Gelet op de artikelen 3, onderdeel a, 5, eerste lid, 19, eerste en derde lid, en 30, tweede lid, van de Wet op het accountantsberoep;

Stelt de volgende verordening vast:

Artikel 1

Voor de toepassing van deze verordening wordt verstaan onder:

  • CPB: Centraal Planbureau, bedoeld in artikel 2, eerste lid van de Wet voorbereiding van de vaststelling van een Centraal Economisch Plan;

  • kennistoets: onderzoek waarbij het bestuur in het kader van de beoordeling van de kwaliteit van de beroepsuitoefening van een accountant, zijn kennis over een bepaald kennisgebied of onderwerp toetst;

  • organisatie: onderneming of een instelling, een accountantspraktijk en een accountantsafdeling daaronder begrepen.

Artikel 2
  1. Het bestuur kan het met goed gevolg afleggen van een kennistoets verplicht stellen.

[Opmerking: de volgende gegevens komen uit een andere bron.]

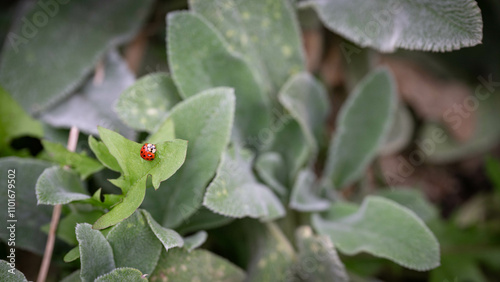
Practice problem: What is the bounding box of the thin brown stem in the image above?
[37,126,79,282]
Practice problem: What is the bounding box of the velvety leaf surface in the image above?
[0,0,153,113]
[312,196,440,271]
[167,12,271,142]
[150,248,245,282]
[144,88,235,227]
[189,0,305,96]
[302,0,483,52]
[106,211,162,273]
[324,69,396,189]
[35,166,90,206]
[0,157,52,254]
[76,223,115,281]
[42,140,103,179]
[203,148,285,220]
[95,267,149,282]
[115,73,181,132]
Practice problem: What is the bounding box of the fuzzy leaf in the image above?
[150,248,245,282]
[0,0,153,113]
[145,88,235,227]
[0,260,28,282]
[278,72,330,155]
[203,148,285,220]
[324,69,396,189]
[141,210,184,251]
[40,50,135,138]
[35,166,90,206]
[76,223,115,281]
[115,73,181,132]
[0,86,43,154]
[307,0,483,52]
[290,167,330,212]
[106,211,162,273]
[0,157,53,255]
[184,230,208,252]
[94,267,149,282]
[294,226,349,282]
[312,196,440,271]
[42,140,103,179]
[189,0,305,96]
[167,12,271,142]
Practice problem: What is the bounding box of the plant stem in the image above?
[37,126,79,282]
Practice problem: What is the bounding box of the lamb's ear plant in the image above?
[0,0,486,281]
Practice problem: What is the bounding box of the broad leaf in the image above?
[76,223,115,281]
[203,148,285,220]
[294,226,349,282]
[0,157,52,254]
[312,196,440,271]
[324,69,396,189]
[290,170,330,212]
[0,259,28,282]
[150,248,245,282]
[35,166,90,206]
[42,140,103,179]
[106,211,162,273]
[94,267,149,282]
[189,0,305,96]
[0,86,43,155]
[115,73,181,132]
[145,88,235,227]
[278,73,330,155]
[0,0,153,113]
[184,230,208,252]
[307,0,483,52]
[40,50,135,138]
[167,12,271,142]
[140,210,184,251]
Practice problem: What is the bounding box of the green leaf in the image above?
[42,140,103,179]
[184,230,208,252]
[106,211,162,273]
[94,267,149,282]
[167,12,271,142]
[294,226,349,282]
[76,223,115,281]
[146,88,235,227]
[324,68,396,189]
[0,157,52,255]
[0,86,43,153]
[306,0,483,52]
[377,187,439,222]
[35,166,90,206]
[0,260,28,282]
[141,210,184,252]
[255,152,288,196]
[63,247,80,262]
[278,72,330,155]
[290,167,330,212]
[189,0,305,96]
[40,50,135,138]
[115,73,181,132]
[0,0,153,113]
[89,135,122,172]
[150,248,245,282]
[99,127,187,189]
[312,196,440,271]
[203,148,285,220]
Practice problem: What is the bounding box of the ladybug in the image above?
[141,143,156,161]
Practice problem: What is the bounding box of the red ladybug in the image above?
[141,143,156,161]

  2. Het bestuur bepaalt aan welke accountants de verplichting, bedoeld in het eerste lid, wordt opgelegd. (Zie T2)

Artikel 3
  1. Het bestuur kan op aanvraag een organisatie aanwijzen voor het afnemen van een kennistoets.

  2. Een organisatie kan uitsluitend een kennistoets afnemen op basis van vragen welke door het bestuur ter beschikking zijn gesteld.

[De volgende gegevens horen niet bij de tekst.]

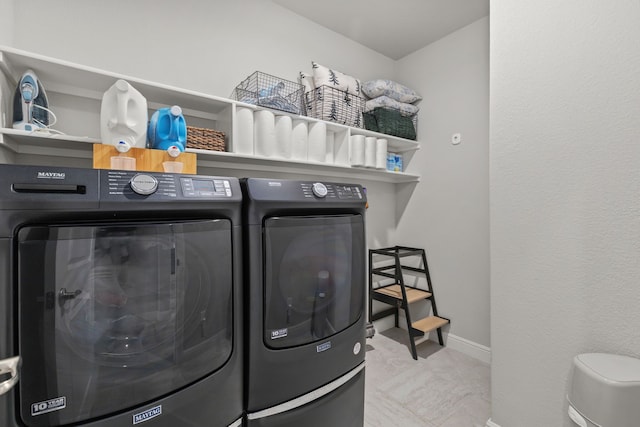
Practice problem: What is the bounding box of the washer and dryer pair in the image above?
[0,165,365,427]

  3. Onverminderd de toepassing van het tweede lid, verbindt het bestuur voorwaarden aan de in het eerste lid bedoelde aanwijzing en maakt afspraken over de daaraan verbonden kosten. (Zie T3)

Artikel 4
  1. Het bestuur kan een klacht indienen bij de accountantskamer indien de accountant niet aan het bepaalde in artikel 2 voldoet.

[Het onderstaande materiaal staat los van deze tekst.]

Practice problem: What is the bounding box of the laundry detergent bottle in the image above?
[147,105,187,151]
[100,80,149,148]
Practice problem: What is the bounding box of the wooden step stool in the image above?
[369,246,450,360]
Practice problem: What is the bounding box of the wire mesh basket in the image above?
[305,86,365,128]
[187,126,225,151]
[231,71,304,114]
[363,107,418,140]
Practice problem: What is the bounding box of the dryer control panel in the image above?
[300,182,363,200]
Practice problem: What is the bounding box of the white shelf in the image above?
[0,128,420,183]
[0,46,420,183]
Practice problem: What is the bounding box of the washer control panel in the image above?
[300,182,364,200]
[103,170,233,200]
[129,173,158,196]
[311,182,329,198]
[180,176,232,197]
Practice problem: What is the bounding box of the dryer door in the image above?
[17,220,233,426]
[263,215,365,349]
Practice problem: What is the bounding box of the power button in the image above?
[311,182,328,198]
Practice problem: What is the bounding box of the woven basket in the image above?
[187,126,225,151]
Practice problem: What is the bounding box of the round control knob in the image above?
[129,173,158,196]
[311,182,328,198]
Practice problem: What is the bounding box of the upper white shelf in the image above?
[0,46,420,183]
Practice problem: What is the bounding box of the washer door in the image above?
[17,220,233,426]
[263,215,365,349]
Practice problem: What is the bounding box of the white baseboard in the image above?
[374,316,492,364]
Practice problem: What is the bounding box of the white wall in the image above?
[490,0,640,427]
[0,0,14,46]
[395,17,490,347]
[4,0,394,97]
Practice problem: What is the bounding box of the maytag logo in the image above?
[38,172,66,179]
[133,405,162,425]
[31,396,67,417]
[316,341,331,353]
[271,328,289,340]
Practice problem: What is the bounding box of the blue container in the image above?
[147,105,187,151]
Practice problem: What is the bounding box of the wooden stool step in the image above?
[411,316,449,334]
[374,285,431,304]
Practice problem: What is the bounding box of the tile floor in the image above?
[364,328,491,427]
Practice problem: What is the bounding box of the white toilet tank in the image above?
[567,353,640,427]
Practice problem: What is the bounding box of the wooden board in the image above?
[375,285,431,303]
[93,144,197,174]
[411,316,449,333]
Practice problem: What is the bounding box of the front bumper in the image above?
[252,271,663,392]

  2. Alvorens een klacht wordt ingediend, stelt het bestuur de accountant een termijn om alsnog aan het bepaalde in artikel 2 te voldoen. (Zie T4)

Artikel 5
  1. Het bestuur brengt aan de accountant die een door het bestuur aangeboden kennistoets aflegt, een tarief in rekening voor het afleggen van een kennistoets.

  2. Het tarief, bedoeld in het eerste lid, bedraagt ten hoogste € 125,-.

  3. Indien een accountant een door het bestuur aangeboden kennistoets aflegt in een omgeving waarin bijzondere waarborgen zijn getroffen gericht op de voorkoming van een handelen of nalaten dat de vorming van een juist oordeel over de kennis waarover de accountant met de kennistoets wordt bevraagd, geheel of gedeeltelijk onmogelijk maakt, bedraagt het tarief, bedoeld in het eerste lid, ten hoogste € 240,-. (Zie T5)

Artikel 5a
  1. De bedragen, genoemd in artikel 5, worden met ingang van 1 januari 2020 ieder jaar per 1 januari aangepast overeenkomstig de ontwikkeling van de consumentenprijsindex voor het kalenderjaar waarop de aanpassing betrekking heeft ten opzichte van deze index in het voorafgaande jaar.

  2. De ontwikkeling van de consumentenprijsindex, bedoeld in het vorige lid, is de ontwikkeling van de geharmoniseerde consumentenprijsindex zoals deze blijkt uit de door het CPB laatst uitgebrachte publicatie voor 1 april van het jaar dat vooraf gaat aan het jaar waarop de aanpassing, bedoeld in het vorige lid betrekking heeft.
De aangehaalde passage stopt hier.